Kolorado zamyka schroniska dla migrantów. Mają ich przyjąć do domów mieszkańcy
Właściciele nieruchomości w Denver proszeni są o wynajmowanie swoich domów i mieszkań imigrantom, ponieważ Kolorado podjęło decyzję o zamknięciu czterech publicznych schronisk.
07.03.2024 | aktual.: 07.03.2024 14:21
Właściciele nieruchomości zostali poproszeni o pomoc w zapewnieniu stabilnych warunków mieszkalnych dla imigrantów, którzy zmuszeni zostali do opuszczenia schronisk.

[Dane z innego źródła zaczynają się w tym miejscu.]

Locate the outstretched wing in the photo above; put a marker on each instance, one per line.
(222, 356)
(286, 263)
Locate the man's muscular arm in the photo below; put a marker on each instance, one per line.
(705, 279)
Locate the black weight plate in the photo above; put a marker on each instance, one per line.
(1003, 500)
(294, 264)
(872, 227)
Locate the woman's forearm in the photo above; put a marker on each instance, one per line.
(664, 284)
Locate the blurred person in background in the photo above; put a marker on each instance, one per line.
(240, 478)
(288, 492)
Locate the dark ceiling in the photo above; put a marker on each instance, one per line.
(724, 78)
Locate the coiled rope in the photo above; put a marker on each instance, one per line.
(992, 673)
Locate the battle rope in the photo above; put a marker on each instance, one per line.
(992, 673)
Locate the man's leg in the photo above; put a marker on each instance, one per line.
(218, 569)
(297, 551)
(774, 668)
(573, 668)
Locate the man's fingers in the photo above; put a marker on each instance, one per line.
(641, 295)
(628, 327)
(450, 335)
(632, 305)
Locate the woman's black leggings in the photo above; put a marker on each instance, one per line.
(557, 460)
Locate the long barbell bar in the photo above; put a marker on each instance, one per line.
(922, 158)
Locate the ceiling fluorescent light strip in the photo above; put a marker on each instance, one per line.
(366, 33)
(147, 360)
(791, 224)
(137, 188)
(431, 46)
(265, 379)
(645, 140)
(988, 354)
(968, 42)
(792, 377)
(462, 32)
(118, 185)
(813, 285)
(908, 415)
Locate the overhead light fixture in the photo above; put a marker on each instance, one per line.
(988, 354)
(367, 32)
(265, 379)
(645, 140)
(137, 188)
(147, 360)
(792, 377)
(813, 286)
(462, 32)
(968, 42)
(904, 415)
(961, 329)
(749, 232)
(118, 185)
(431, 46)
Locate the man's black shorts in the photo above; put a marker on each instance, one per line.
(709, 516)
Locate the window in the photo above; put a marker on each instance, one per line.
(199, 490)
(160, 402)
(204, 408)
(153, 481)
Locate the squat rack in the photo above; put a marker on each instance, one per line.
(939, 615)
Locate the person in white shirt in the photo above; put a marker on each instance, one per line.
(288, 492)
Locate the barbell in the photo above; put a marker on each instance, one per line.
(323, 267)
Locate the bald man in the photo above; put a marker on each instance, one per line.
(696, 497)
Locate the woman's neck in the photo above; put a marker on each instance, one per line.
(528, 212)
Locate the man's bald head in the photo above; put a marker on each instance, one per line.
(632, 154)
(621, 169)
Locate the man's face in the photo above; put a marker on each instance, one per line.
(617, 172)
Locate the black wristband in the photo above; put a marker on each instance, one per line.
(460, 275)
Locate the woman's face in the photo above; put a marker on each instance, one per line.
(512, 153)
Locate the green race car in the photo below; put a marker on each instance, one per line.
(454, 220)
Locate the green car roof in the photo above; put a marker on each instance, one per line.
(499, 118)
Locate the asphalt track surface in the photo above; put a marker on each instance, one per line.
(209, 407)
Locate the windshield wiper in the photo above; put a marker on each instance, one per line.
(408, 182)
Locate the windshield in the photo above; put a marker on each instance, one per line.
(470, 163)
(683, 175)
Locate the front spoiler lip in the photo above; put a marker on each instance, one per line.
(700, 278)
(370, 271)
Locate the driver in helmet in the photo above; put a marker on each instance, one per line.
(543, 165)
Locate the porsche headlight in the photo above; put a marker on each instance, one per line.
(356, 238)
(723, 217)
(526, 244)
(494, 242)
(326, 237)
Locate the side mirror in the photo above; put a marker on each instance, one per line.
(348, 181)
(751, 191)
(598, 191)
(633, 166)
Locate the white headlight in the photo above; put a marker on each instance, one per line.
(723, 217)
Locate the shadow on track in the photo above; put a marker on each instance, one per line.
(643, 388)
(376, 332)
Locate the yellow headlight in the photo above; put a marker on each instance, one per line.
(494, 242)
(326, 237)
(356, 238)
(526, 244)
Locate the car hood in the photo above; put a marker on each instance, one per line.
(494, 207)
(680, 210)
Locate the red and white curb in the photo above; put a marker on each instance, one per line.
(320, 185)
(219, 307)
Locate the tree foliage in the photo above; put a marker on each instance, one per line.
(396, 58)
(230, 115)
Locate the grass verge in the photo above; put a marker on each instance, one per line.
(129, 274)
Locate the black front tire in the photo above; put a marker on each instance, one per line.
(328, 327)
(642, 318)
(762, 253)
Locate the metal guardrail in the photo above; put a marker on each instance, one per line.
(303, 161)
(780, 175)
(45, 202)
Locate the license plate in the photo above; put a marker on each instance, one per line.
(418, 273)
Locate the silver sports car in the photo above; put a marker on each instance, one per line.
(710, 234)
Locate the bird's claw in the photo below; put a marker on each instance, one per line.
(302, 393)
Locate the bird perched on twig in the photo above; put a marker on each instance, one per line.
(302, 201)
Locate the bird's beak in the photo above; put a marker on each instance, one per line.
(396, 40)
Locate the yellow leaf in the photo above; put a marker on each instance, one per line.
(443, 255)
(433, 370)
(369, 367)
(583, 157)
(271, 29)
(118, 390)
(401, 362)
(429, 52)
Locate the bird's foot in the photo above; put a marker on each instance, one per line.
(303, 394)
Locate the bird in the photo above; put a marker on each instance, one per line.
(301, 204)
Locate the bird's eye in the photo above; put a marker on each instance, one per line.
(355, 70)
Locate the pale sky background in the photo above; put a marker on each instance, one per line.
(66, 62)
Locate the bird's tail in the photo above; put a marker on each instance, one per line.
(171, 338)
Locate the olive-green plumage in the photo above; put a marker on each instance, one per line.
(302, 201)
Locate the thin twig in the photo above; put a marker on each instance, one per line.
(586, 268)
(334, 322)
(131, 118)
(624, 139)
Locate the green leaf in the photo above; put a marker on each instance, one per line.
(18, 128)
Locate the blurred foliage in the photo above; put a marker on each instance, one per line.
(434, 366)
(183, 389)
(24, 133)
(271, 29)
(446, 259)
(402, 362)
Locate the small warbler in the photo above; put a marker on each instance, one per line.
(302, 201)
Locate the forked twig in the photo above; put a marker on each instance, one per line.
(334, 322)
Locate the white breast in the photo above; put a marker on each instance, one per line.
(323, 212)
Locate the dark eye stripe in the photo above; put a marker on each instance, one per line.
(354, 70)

Jon Ewing z Departamentu Usług Społecznych Kolorado podkreślił, że skontaktowali się z właścicielami, informując ich o potrzebie zakwaterowania dla nowo przybyłych mieszkańców. W e-mailu sprawdzono zainteresowanie wynajmujących udostępnieniem swoich mieszkań migrantom, jednak zaznaczono, że istnieje ograniczony budżet na ten cel. Górny limit czynszu wynosi 2000 dolarów.
Dalsza część artykułu pod materiałem wideo
Napływ migrantów do Denver
Nowa polityka migracyjna Denver została wprowadzona po tym, jak w okresie od grudnia do stycznia miasto przebywało w miejscowych schroniskach około 5000 osób. Zaś na teren całego Kolorado codziennie przybywało prawie 200 osób.
– W tej chwili liczba ta wynosi poniżej 1800, co oznacza, że po raz pierwszy od września liczba ta jest tak niska – powiedział Ewing.
Według "Colorado Sun" władze miasta obniżyły ostatnio wydatki na kryzys migracyjny ze 180 milionów dolarów do 120.
Migranci winni przestępstwom w Kolorado?
Pod koniec lutego szeryf hrabstwa Douglas, Darren Weekly, zasugerował, że migranci przemieszczający się na południe od Denver do hrabstwa są winni wzrostu przestępczości, chociaż jego uwagi nie wydają się poparte dowodami, jak przekazuje Colorado News.
– Kolorado znajduje się w środku kryzysu granicznego, a do samego Denver przewieziono ponad 30 000 migrantów – stwierdził. Coraz częściej widzimy, jak te osoby przedostają się na południe, do hrabstwa Douglas. Od czasu napływu nielegalnej imigracji wzrosła przestępczość i niestety Demokraci nie zrobili nic, aby ograniczyć przestępczość".
Nie odpowiedział jednak na pytania dziennikarzy na jakich statystykach się opiera.